Wednesday, December 29, 2010

The inaugural YAWNIES

On the one hand, the privilege of going to the movies once a week to share our thoughts and responses with you can be an exhilarating and thought-provoking affair. On the other hand, here is the list (in alphabetical order) of the films that made it really hard going – the inaugural YAWNIES, published today in the Geraldton Guardian.

Green Zone
Hopes were high for Paul Greengrass’s (The Bourne … movies, United 93) ‘Iraq War film’. Fatally, Green Zone mistook floating a raft of opinions about the Iraq war for storytelling and paused for a moment as two great big pieces of anti-war propaganda crashed to the ground like 10-ton slabs of cement. Truly regrettable.

Law Abiding Citizen
Revenge dramas don’t come more predictable and self-indulgent than this. Complete with the worst line of dialogue in memory, this unapologetic mess of a film tried too hard to mean (and achieve) anything and ended up meaning (and achieving) nothing whatsoever. The result? Cinematic-flatlining.
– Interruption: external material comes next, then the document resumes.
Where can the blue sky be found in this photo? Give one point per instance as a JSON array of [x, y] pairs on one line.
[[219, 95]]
Percy Jackson and The Lightning Thief
Suffering from a serious case of Harry Potter envy, this bland offering struggled with the basics of storytelling and resulted in a boring, over-produced effort that had my companion opting for all the colour and movement of the cinema foyer instead. I couldn’t leave too because reviewers have to stay until the end. Talk about hard yards!

Skyline
No list of cinematic turkeys for 2010 would be complete without this dud – the worst movie of the year. Only distinctly morbid curiosity kept me in my seat – fascinated by just how cringe-inducingly bad a film script (and the acting of it) could be.
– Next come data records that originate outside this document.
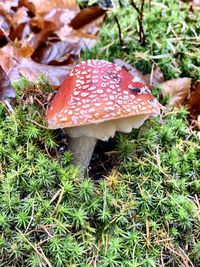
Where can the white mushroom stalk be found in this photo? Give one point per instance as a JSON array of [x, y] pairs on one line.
[[97, 99]]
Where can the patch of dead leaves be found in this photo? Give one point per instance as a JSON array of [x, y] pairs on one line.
[[45, 37]]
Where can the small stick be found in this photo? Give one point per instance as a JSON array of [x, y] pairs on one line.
[[140, 21], [119, 32]]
The Disappearance of Alice Creed
Poor Alice was kidnapped, bound, gagged, nearly suffocated and eventually handcuffed to an old oil heater in an abandoned warehouse. Gemma Arterton had the unenviable task of spending much of the movie handcuffed to a bed with a bag over her head in this grimy and morally suspect, handcuff-obsessed little flick.

The Killer Inside Me
Michael Winterbottom’s pretentious, nihilistic, exploitative, dead-end of a movie disappeared under a tidal wave of controversy. The violence against women (with which this film was pornographically-afflicted) wins the YAWNIE for the film that left the nastiest taste in the mouth all year.

The Last Exorcism
Director Stamm and screenplay writers Botko and Gurland had a great idea to make a film that was as fantastic as the films it was trying desperately hard to be: The Blair Witch Project (1999), Cloverfield (2008), The Exorcist (1973) and Rosemary’s Baby (1968). It wasn’t.

The Wolfman
This blustering adaptation of the 1941 Claude Raines and Bela Lugosi horror classic tripped over itself to end up being slightly less thrilling than receiving a postcard, and infinitely less horrifying than opening your bank statement. Or your phone bill. A complete failure at generating genuine tension, suspense, meaning or interest.

Up in the Air
This lithe, mercilessly fatuous, one-note romantic comedy starred the effervescent George Clooney. This wins a YAWNIE for being one of those well-made, precise Hollywood flicks that bathes in the excesses of its own conceit and leaves you, well, up in the air about what we were supposed to make of it all. Instantly forgettable.

The inaugural YAWNIES were commissioned by the Geraldton Newspaper Group.

2 comments:

  1. I loved Up In The Air! I also love "less frightening than your bank statement, or phone bill".

    ReplyDelete
  2. Thanks Julietta! I wanted to like it, but couldn't and didn't. I had no argument with its production values and such, but it simply busted my squirm register.